Снова они встретились в Ядвиге, где Тесслар, как утверждал Кельно, продолжал оперировать проституток, обслуживающих эсэсовцев, и позже сотрудничал с немцами в ходе экспериментов.
— Пользовал ли доктор Тесслар каких-то пациентов или наблюдал за ними в медицинском блоке?
— Он жил в третьем бараке, где у него была своя отдельная комната.
— Отдельная комната, вы говорите. Не как у вас, делившего помещение с шестьюдесятью другими людьми.
— В третьем бараке содержались многие из жертв экспериментов. Тесслар мог ухаживать за ними. Я не знаю.
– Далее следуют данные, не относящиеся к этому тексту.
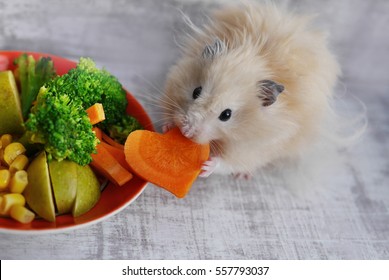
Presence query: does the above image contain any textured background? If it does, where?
[0,0,389,259]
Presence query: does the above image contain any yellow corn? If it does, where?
[0,195,3,216]
[0,193,26,216]
[9,154,28,173]
[0,169,11,191]
[4,142,26,166]
[9,205,35,224]
[9,170,28,193]
[0,149,5,166]
[0,134,12,149]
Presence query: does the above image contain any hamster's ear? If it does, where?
[258,80,284,106]
[202,38,226,59]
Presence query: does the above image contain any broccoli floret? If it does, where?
[108,115,142,144]
[23,58,140,165]
[56,58,128,130]
[14,53,56,119]
[49,58,141,143]
[25,86,98,165]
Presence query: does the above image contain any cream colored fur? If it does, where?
[163,4,340,173]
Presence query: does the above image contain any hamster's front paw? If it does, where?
[162,123,175,133]
[232,172,253,180]
[199,157,220,178]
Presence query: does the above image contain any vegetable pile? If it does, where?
[0,54,141,223]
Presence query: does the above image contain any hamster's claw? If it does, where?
[162,123,174,133]
[232,172,253,180]
[199,157,220,178]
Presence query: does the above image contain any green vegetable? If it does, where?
[21,58,140,165]
[14,53,56,119]
[45,58,140,143]
[22,87,98,165]
[107,115,142,144]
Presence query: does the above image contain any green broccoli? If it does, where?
[14,53,56,119]
[107,115,142,144]
[22,58,140,165]
[24,85,98,165]
[50,58,141,143]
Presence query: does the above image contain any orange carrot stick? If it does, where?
[86,103,105,125]
[90,143,132,186]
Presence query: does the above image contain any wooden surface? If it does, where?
[0,0,389,259]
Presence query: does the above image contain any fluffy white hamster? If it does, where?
[162,4,340,176]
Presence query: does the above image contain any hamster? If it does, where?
[162,4,340,177]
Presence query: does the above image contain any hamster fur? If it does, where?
[162,4,340,176]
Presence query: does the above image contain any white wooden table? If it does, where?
[0,0,389,259]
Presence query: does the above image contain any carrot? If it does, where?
[101,141,129,170]
[92,126,103,141]
[86,103,105,125]
[102,132,124,149]
[124,128,209,198]
[90,142,132,186]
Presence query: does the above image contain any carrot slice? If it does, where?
[101,141,130,170]
[86,103,105,125]
[90,143,132,186]
[124,128,209,198]
[92,126,103,141]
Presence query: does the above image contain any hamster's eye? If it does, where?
[192,87,203,99]
[219,109,232,122]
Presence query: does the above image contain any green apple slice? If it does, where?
[0,70,24,135]
[48,160,78,214]
[23,152,55,222]
[72,165,101,217]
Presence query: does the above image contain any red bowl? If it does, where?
[0,51,154,233]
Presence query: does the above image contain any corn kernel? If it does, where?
[9,205,35,224]
[0,134,12,149]
[0,193,26,216]
[9,170,28,193]
[9,154,28,173]
[0,195,3,216]
[0,169,11,191]
[0,149,6,166]
[4,142,26,166]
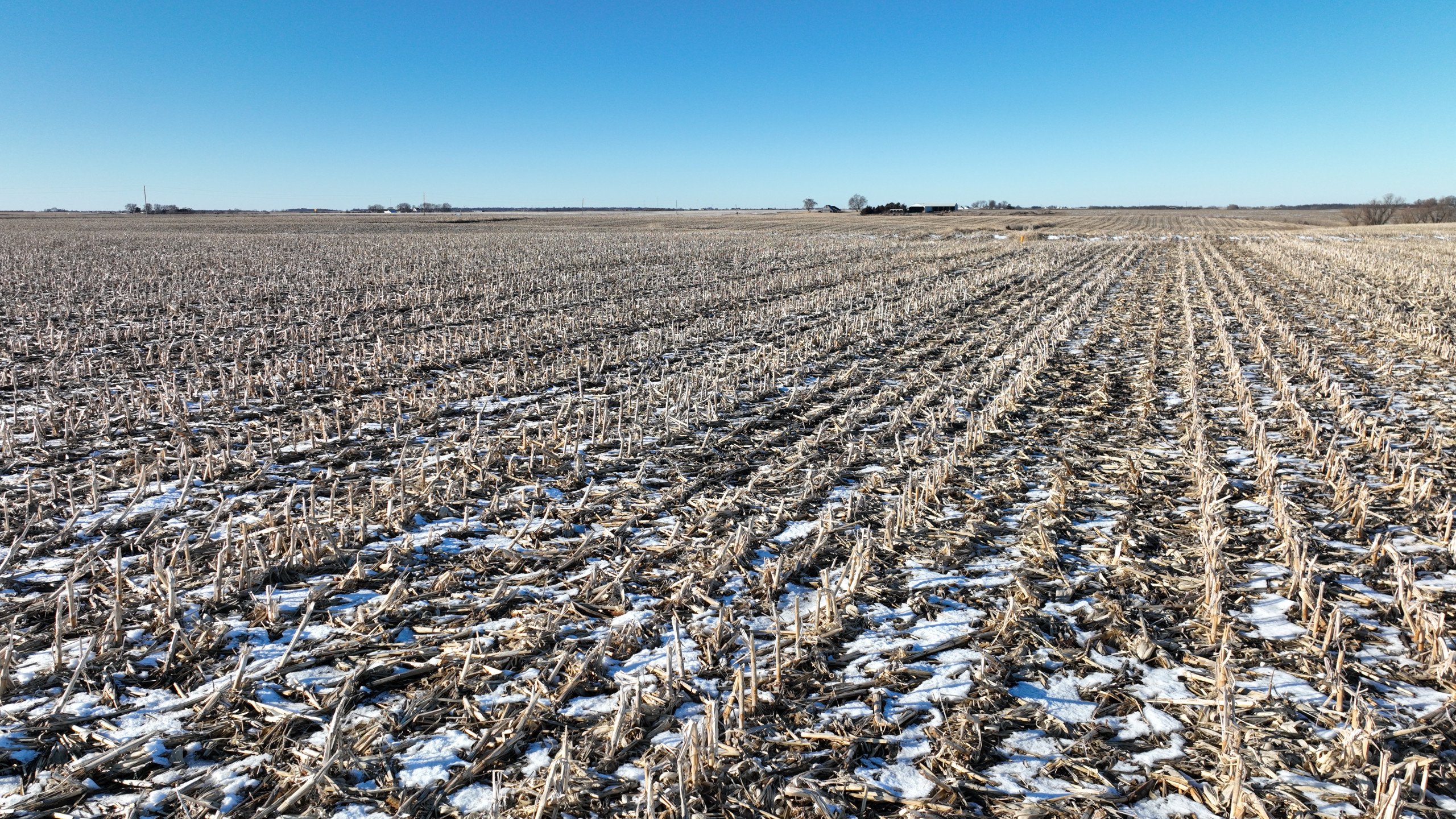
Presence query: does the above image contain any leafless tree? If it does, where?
[1345,194,1405,225]
[1396,197,1456,225]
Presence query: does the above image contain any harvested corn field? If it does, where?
[0,214,1456,819]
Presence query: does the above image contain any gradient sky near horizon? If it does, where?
[0,0,1456,210]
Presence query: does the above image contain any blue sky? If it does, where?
[0,0,1456,210]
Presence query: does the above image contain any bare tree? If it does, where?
[1345,194,1405,225]
[1395,197,1456,223]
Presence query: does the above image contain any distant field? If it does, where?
[0,210,1456,819]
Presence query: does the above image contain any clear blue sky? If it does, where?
[0,0,1456,210]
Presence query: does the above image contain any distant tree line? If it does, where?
[1345,194,1456,225]
[125,202,197,213]
[859,202,905,216]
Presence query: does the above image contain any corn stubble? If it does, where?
[0,216,1456,819]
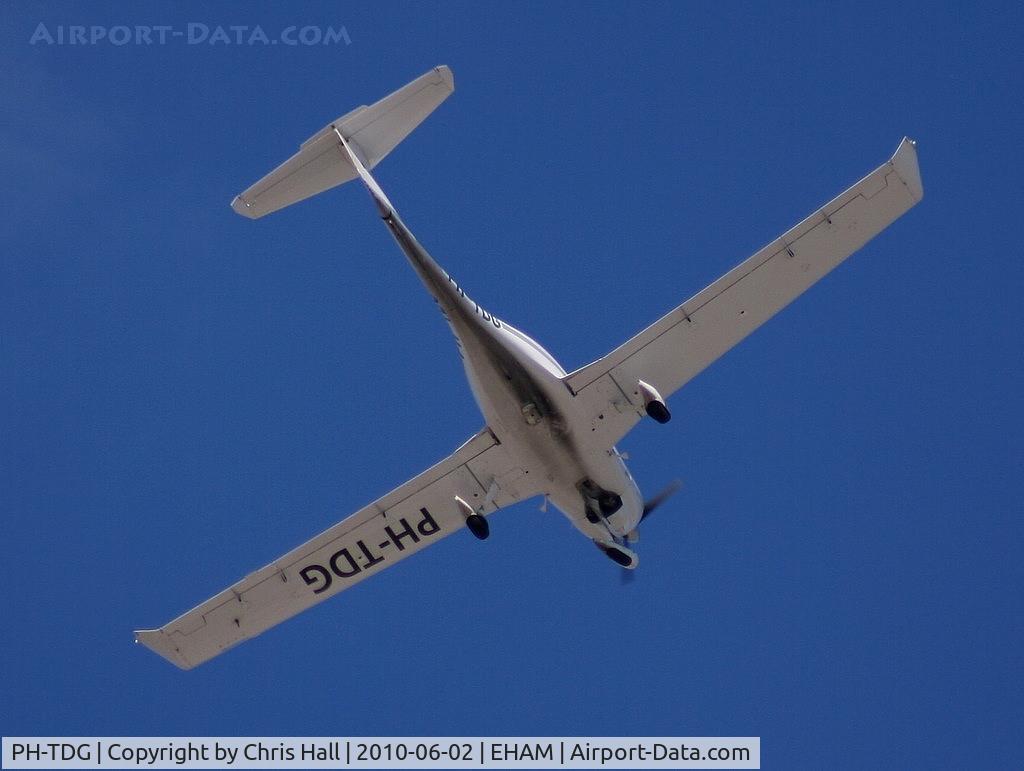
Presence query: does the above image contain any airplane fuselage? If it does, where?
[382,207,643,545]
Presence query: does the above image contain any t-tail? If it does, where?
[231,66,455,219]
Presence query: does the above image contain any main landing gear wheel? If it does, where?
[466,514,490,541]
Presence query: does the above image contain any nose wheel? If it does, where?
[594,541,640,570]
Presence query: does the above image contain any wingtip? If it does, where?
[132,629,195,670]
[891,136,925,203]
[434,65,455,91]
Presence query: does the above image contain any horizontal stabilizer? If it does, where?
[231,66,455,219]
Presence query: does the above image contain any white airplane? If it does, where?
[135,67,923,670]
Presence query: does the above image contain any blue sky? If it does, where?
[0,3,1024,768]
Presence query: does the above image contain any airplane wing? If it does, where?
[135,428,536,670]
[565,139,924,446]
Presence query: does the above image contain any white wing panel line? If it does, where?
[565,138,924,396]
[135,429,511,670]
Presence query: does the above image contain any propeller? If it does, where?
[620,479,683,586]
[640,479,683,522]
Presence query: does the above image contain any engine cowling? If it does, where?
[637,380,672,423]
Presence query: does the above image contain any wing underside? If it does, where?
[135,429,534,670]
[565,139,923,446]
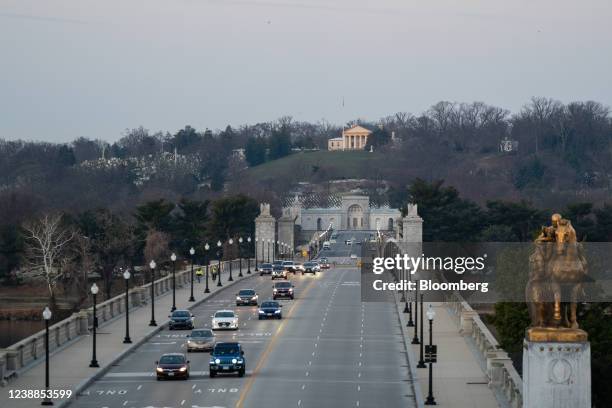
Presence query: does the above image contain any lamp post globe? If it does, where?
[40,306,53,405]
[89,282,100,367]
[123,268,132,344]
[204,242,210,293]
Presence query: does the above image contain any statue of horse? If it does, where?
[525,217,587,329]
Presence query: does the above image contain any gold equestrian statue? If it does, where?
[525,214,588,342]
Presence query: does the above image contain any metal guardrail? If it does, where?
[0,258,253,386]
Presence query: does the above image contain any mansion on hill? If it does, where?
[327,125,372,150]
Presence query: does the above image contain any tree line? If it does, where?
[0,195,259,303]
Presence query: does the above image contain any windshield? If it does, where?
[213,345,238,356]
[159,356,185,364]
[191,330,213,337]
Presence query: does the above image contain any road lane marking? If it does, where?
[236,280,315,408]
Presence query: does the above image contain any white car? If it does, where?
[212,310,238,330]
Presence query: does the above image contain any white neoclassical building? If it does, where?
[284,194,401,232]
[327,125,372,150]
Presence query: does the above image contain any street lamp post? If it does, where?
[40,307,53,405]
[227,238,234,282]
[149,261,157,326]
[247,237,251,275]
[408,281,419,344]
[170,252,176,312]
[189,247,195,302]
[254,237,263,272]
[204,242,210,293]
[425,304,437,405]
[89,282,100,367]
[123,268,132,344]
[217,241,223,286]
[404,271,414,327]
[417,293,427,368]
[238,237,244,278]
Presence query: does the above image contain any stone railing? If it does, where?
[444,293,523,408]
[0,258,254,386]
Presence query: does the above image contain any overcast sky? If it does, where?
[0,0,612,142]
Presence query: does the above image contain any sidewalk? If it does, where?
[0,266,255,408]
[400,296,499,408]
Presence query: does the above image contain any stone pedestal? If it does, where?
[523,340,591,408]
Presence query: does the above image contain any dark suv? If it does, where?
[272,282,294,300]
[283,261,295,273]
[236,289,259,306]
[209,342,246,378]
[168,310,193,330]
[259,263,272,276]
[302,262,317,275]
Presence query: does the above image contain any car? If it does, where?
[236,289,259,306]
[283,261,296,273]
[208,342,246,378]
[185,329,216,353]
[155,353,189,381]
[302,262,317,275]
[212,310,238,330]
[272,282,295,300]
[259,263,272,276]
[258,300,283,320]
[272,265,287,280]
[168,309,194,330]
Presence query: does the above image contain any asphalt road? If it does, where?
[71,233,415,408]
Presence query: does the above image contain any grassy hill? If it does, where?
[241,150,384,182]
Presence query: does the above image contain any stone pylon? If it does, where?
[255,203,276,262]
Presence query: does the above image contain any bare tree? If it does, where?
[23,213,75,304]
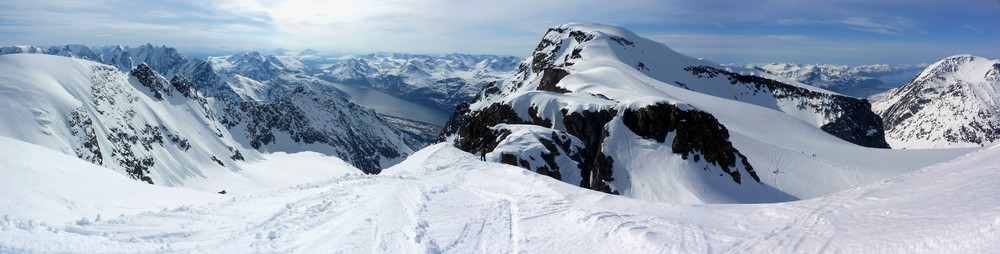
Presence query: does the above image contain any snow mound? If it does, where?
[0,137,1000,253]
[873,55,1000,148]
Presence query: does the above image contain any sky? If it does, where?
[0,0,1000,64]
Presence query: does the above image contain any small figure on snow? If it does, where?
[479,145,486,161]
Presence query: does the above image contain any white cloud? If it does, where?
[830,17,917,35]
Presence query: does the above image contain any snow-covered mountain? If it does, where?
[0,54,424,179]
[322,53,521,112]
[0,46,45,55]
[873,55,1000,148]
[0,127,988,253]
[0,54,252,185]
[441,24,929,203]
[729,63,927,97]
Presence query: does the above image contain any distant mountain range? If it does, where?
[320,54,523,112]
[439,24,944,203]
[873,55,1000,148]
[727,63,927,97]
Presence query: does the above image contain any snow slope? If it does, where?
[0,137,1000,253]
[0,54,422,183]
[740,63,927,96]
[873,55,1000,148]
[442,24,944,203]
[0,54,250,189]
[321,53,521,112]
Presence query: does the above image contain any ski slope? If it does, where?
[0,137,1000,253]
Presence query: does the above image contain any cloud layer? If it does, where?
[0,0,1000,63]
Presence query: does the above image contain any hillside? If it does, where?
[0,134,1000,253]
[441,24,967,203]
[873,55,1000,148]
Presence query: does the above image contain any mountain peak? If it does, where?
[873,54,1000,148]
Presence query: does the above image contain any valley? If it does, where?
[0,7,1000,253]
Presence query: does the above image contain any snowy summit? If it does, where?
[0,24,1000,253]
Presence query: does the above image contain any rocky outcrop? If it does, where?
[622,103,760,183]
[219,87,421,174]
[129,63,173,100]
[875,55,1000,148]
[684,65,889,148]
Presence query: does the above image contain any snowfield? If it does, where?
[0,137,1000,253]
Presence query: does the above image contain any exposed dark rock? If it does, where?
[219,87,418,174]
[212,155,226,167]
[69,108,104,165]
[170,75,196,98]
[611,35,635,48]
[684,66,889,148]
[622,103,760,183]
[129,63,173,100]
[562,110,618,193]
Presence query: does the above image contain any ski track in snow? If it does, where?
[0,138,1000,253]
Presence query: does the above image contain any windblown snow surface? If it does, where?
[0,137,1000,253]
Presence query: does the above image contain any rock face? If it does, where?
[0,44,428,177]
[743,63,927,96]
[684,65,889,148]
[220,87,422,174]
[874,55,1000,148]
[0,54,244,185]
[622,104,760,183]
[439,25,760,200]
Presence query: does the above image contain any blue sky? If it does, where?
[0,0,1000,64]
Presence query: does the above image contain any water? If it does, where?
[330,82,451,125]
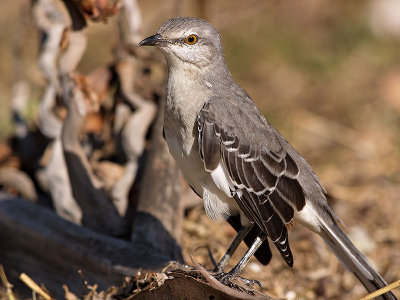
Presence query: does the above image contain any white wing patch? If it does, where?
[211,164,234,197]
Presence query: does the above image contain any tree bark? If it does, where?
[132,99,183,261]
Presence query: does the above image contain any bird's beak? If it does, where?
[138,33,166,46]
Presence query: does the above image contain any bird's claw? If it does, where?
[213,270,261,288]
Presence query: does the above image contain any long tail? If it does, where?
[320,224,397,300]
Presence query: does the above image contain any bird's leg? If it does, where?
[221,233,267,285]
[214,224,254,272]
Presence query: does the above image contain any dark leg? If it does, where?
[229,233,267,277]
[214,224,253,272]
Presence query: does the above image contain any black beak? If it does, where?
[138,33,166,46]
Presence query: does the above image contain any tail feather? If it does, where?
[320,224,397,300]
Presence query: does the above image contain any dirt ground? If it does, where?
[0,0,400,299]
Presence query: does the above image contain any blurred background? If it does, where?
[0,0,400,299]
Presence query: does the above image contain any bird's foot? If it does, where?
[213,270,261,288]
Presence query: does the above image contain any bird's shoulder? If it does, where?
[198,92,286,163]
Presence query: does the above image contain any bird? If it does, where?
[138,17,397,299]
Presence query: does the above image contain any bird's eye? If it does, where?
[186,34,197,45]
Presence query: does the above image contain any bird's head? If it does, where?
[139,17,223,68]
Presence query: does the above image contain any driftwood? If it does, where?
[62,76,128,236]
[33,0,82,224]
[131,95,183,261]
[0,194,170,298]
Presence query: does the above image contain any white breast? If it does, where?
[164,68,238,219]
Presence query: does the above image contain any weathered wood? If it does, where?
[61,76,129,236]
[132,97,183,261]
[0,193,169,298]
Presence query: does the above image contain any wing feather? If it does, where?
[198,98,305,266]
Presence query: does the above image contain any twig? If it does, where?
[0,265,16,300]
[19,273,53,300]
[360,280,400,300]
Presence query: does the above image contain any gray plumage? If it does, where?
[139,18,396,299]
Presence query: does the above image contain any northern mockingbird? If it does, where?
[139,18,397,299]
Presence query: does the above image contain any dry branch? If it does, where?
[132,95,183,261]
[0,193,169,298]
[61,76,128,236]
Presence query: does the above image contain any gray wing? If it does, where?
[198,97,305,266]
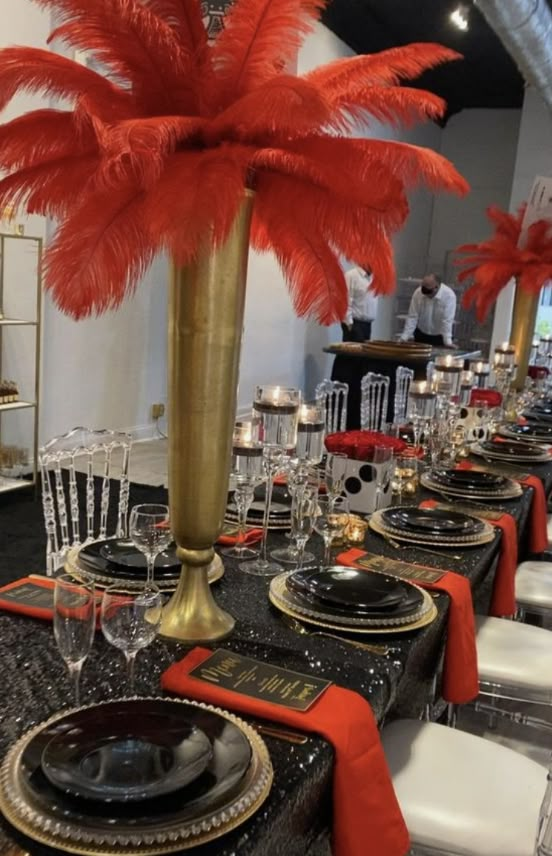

Я старался избегать его, а когда нам доводилось встречаться, я пытался свести общение к минимуму.
— Вы когда-нибудь хвастались ему, что провели тысячи экспериментальных операций без обезболивания?
— Нет, хотя я был горд моими достижениями как хирург и мог, конечно, упомянуть, что сделал в Ядвиге тысячи операций.
— Операций по всем правилам.
— Да, по всем правилам. Но мои слова подверглись искажению. Я предупреждал Тесслара, что за свои поступки ему придется отвечать. Он понесет ответственность за свои преступления. Этими словами я, можно сказать, подписал себе смертный приговор. Когда, вернувшись в Варшаву, я обнаружил его там, он, чтобы скрыть свои преступления, выдвинул обвинения против меня, и мне пришлось бежать.